During a recent brief trip to Spain, I was happy to take the chance to see that Riquelme chap and his Villareal mates visit Deportivo La Coruna. (I can recommend La Coruna for a weekend away, by the way, it’s gloriously situated, has enough to do and is very friendly. What’s more the football ground is right by the beach on one of Coruna’s dramatically sweeping bays. It’s great. Anyway…)
I was interested to see the referee wave away appeals from the Depor fans and players alike after what looked for all the world like a Villareal back pass. A Villareal player under not-much pressure kicked the ball and it rolled tamely back to the goalie, who picked it up. That’s a back pass, right? Well, not if it was a mis-kick, if the player didn’t mean to, if they didn’t know what they were doing.

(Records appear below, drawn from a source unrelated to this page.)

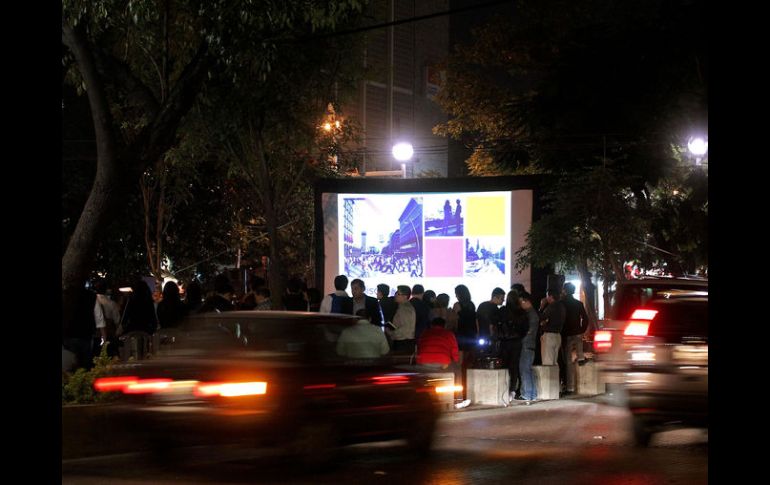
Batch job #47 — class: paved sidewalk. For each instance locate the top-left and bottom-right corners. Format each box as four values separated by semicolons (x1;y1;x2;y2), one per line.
444;394;611;418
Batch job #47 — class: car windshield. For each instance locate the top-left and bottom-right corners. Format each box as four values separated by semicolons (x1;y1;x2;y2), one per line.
166;314;347;361
610;284;708;320
612;285;708;342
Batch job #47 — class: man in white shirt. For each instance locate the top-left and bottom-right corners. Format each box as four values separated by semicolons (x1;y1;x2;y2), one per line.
386;285;417;354
318;275;353;315
94;281;120;347
337;310;390;359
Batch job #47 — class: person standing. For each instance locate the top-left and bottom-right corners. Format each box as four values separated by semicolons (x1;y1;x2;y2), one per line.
409;285;430;339
377;283;398;326
283;278;310;312
416;317;460;369
452;285;479;398
318;275;353;315
561;283;589;394
430;293;457;334
337;308;390;359
94;280;120;356
519;293;540;401
476;288;505;339
443;199;452;236
540;289;566;365
350;278;382;327
454;199;463;227
62;285;96;369
156;281;187;328
387;285;416;354
493;290;524;398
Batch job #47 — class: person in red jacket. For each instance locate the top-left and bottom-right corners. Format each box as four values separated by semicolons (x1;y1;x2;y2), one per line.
417;317;460;369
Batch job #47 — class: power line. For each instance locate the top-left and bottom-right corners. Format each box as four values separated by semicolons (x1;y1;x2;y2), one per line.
300;0;513;40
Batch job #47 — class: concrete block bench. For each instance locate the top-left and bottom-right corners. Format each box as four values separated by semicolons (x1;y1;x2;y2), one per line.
532;365;560;399
466;369;509;406
575;360;606;396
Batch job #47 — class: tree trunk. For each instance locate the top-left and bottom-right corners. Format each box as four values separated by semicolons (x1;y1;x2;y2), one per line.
62;21;120;325
62;23;211;324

Now, someone who shall remain unnamed (on account of I’ve forgotten who it was) was talking me through the Catholic Church’s attitude to suicide recently. Suicide is a mortal sin and, by the letter of the law, suicides may not be buried on consecrated ground. However, if the person is insane, they are let off because they don’t know what they are doing. Apparently, in most cases of suicide these days, the Church considers that the deceased must have been insane to carry out the act, and so their relatives are allowed to bury them as Catholics, and are not in a position of having to assume their loved ones are facing an automatic eternity in hell. This seems a perfectly sensible and humane thing to me, though I’ve no idea how true it is.
And it seems to me that the refereeing community have made a similar shuffle. No player would have deliberately passed back in that situation, so it’s only reasonable to assume that any apparent back pass was an accident. No foul. On you go. Sporting laws that require an assessment of intent: a bad thing, on the whole, right? We don’t want to ask our referees to see into our souls before deciding between fair and not fair. And don’t get me started on the matter of interfering with play.
This priest-ref parallel is probably worth thinking about some more, but this morning I am failing to get past the mental image of an irate Keano in an intricately carved confessional, bulgy-veined and screaming about some small penance.